Output storage: For almost all projects, DSaPP stores model information and output in the same database format. One table stores information about what we call “model groups.” A model group is a unique combination of model characteristics, such as the algorithm, hyperparameters, random seed, and features. Another table stores information about “models,” each of which is a model group fit on training data. We store all the predictions (each trained model applied to out-of-sample data) in a table and standard evaluations (e.g. accuracy, precision, recall, ROC AUC, brier score, how long it takes to train) in another. The last two tables store feature importances for the model and for each prediction. Using the database to store output makes querying and analyzing results fast and easy. Thanks to thoughtful table design and indexing, we can query billions of predictions and statistics in seconds.
To allow future testing and development without impacting the live EIS, we created a separate “production” schema. We added new database tables for storing models, predictions, and feature importances for the models we decide to use, as well as a new “time_delta” table that stores each officer’s rank change over the past day, week, month, quarter, and year and a “review_audit” table that stores supervisor feedback for officer predictions. This schema is linked to the testing and evaluation environment by the model_group to ensure only models used in the production environment have been thoroughly tested against past data and to prevent accidental changes to the hyperparameters.
Production schema for department use
Using a standard format to store model outputs has an additional benefit: we built Tyra, a webapp that plots results for our projects. Tyra makes it easy for us and our partners to look at model performance without having to write database queries or read numbers from a table. Tyra includes precision at k over time; precision, recall, and ROC curves; feature distributions for officers with and without adverse incidents; and more. You can read more and download the code from Github: https://github.com/dssg/tyra.
An example page from Tyra
Accuracy: Choosing a model based on its precision in one time period is asking for trouble.
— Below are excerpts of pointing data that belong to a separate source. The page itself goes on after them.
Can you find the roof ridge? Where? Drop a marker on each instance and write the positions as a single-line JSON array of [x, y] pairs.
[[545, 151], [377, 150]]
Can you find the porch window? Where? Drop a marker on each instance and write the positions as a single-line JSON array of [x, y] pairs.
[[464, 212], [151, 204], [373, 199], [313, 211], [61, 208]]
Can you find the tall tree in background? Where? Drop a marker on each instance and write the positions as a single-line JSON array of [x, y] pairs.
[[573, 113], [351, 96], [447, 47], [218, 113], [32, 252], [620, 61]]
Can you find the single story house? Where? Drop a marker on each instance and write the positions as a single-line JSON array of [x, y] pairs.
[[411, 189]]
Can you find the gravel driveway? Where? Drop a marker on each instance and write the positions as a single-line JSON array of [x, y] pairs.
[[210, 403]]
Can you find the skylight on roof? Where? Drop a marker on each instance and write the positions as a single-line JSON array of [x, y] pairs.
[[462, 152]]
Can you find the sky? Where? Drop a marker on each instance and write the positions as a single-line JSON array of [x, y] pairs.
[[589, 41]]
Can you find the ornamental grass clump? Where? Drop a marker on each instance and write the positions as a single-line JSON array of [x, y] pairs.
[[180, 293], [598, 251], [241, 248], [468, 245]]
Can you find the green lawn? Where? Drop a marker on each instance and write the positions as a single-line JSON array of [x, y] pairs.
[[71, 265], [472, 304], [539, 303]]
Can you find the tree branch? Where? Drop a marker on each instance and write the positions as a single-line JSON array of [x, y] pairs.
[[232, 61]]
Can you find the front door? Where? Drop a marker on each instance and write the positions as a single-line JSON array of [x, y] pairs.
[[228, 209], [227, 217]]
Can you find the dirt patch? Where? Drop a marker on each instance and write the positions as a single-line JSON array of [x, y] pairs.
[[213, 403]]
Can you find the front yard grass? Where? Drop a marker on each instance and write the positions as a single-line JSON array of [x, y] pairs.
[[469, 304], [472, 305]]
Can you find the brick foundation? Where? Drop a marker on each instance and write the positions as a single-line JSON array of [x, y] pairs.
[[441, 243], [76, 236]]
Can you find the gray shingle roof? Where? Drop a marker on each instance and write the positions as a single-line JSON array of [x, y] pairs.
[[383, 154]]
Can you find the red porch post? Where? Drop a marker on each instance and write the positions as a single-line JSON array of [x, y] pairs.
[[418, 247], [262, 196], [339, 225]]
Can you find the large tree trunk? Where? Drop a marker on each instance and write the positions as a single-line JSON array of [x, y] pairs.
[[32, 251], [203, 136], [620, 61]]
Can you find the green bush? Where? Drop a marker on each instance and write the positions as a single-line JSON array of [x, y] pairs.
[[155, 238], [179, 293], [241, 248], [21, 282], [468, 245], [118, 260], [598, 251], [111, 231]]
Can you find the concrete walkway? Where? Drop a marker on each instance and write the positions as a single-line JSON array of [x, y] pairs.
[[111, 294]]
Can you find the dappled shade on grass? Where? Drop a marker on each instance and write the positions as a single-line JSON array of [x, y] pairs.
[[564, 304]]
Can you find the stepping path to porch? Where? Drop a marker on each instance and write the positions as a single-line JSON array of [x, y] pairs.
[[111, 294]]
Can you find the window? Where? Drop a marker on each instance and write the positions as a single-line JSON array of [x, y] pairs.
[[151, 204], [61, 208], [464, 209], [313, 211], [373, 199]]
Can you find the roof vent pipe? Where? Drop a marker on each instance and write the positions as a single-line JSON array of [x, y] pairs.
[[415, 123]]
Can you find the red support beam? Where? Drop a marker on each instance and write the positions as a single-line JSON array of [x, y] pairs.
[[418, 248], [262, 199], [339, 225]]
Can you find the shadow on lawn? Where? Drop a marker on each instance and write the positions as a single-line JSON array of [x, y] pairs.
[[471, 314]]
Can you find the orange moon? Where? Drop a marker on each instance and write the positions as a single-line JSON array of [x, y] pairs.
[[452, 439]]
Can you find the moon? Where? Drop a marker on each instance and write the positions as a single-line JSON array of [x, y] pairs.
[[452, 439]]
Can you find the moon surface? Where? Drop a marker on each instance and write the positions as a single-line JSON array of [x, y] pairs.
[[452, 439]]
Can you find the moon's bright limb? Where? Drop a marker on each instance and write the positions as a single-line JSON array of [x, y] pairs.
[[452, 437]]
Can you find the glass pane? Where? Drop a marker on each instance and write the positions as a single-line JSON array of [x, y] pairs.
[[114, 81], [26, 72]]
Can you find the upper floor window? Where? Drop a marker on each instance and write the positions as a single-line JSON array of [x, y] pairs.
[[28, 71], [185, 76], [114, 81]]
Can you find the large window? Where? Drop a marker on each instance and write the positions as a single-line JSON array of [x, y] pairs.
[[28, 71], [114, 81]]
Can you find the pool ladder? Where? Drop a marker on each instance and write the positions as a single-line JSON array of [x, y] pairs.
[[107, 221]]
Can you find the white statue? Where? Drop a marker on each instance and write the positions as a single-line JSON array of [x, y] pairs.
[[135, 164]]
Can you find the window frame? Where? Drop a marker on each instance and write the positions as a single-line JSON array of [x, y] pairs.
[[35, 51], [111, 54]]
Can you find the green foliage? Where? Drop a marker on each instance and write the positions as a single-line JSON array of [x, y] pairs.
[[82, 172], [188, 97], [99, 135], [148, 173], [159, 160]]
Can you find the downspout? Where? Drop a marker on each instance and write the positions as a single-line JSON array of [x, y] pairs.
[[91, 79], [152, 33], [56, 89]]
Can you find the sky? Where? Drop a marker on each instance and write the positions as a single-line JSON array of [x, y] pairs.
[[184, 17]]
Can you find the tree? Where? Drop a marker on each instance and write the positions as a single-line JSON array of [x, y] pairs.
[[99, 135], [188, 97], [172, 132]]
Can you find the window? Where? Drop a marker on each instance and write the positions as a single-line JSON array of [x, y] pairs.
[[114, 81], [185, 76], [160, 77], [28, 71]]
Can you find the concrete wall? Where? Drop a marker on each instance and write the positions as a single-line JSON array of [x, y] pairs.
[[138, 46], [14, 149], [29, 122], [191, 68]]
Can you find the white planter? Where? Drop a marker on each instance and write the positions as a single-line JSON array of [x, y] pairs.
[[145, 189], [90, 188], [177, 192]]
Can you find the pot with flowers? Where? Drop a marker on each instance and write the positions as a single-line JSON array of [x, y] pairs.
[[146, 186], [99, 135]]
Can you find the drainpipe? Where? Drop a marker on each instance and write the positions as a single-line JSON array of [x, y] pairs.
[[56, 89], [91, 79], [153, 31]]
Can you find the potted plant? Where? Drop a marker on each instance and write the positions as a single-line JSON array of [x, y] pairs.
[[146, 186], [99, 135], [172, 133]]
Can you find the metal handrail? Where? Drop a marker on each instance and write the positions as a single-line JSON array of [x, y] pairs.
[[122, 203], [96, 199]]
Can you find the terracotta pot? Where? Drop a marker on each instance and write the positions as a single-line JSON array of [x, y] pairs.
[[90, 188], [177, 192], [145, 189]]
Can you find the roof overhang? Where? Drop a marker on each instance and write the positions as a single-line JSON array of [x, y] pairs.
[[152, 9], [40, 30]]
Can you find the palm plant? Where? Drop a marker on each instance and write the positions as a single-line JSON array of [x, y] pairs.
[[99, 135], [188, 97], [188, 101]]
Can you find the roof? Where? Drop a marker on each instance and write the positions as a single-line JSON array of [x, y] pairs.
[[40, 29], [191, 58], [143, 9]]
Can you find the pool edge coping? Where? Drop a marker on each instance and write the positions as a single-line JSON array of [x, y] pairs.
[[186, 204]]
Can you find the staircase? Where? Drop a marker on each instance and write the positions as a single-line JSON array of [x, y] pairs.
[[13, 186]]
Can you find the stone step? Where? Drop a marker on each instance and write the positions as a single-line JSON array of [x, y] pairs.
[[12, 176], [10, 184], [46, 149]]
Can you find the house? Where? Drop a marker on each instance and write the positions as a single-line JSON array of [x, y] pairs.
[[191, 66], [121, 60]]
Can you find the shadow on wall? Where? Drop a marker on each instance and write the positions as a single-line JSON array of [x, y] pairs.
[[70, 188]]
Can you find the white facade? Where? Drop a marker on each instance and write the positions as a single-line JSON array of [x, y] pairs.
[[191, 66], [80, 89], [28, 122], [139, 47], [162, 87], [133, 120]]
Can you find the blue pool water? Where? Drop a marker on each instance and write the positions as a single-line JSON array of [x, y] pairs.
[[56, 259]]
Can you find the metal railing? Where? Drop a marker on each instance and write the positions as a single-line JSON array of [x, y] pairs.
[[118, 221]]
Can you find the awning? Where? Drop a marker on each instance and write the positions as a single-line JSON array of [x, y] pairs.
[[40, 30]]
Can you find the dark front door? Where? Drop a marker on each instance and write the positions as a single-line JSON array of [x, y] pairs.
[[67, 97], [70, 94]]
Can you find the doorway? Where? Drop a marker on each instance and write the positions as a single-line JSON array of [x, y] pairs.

A model may get lucky and generate accurate predictions for that single time period but not others (including in the future). To avoid this, we want a model that generates high precision in the top 100 over time. We built checks to flag unusual changes so someone can confirm the model is still performing as expected.
Extra trees and random forest tend to have the highest precision in the top 100. Logistic regression is the most accurate for a couple time periods. If we were to select models based on that one time period, we would choose poorly.
Effective interventions will reduce the value of these statistics. If the interventions are perfectly effective, the EIS will appear to have 0% precision, even if it’s 100% accurate, as the identified officers will receive interventions that prevent the adverse incident from occurring.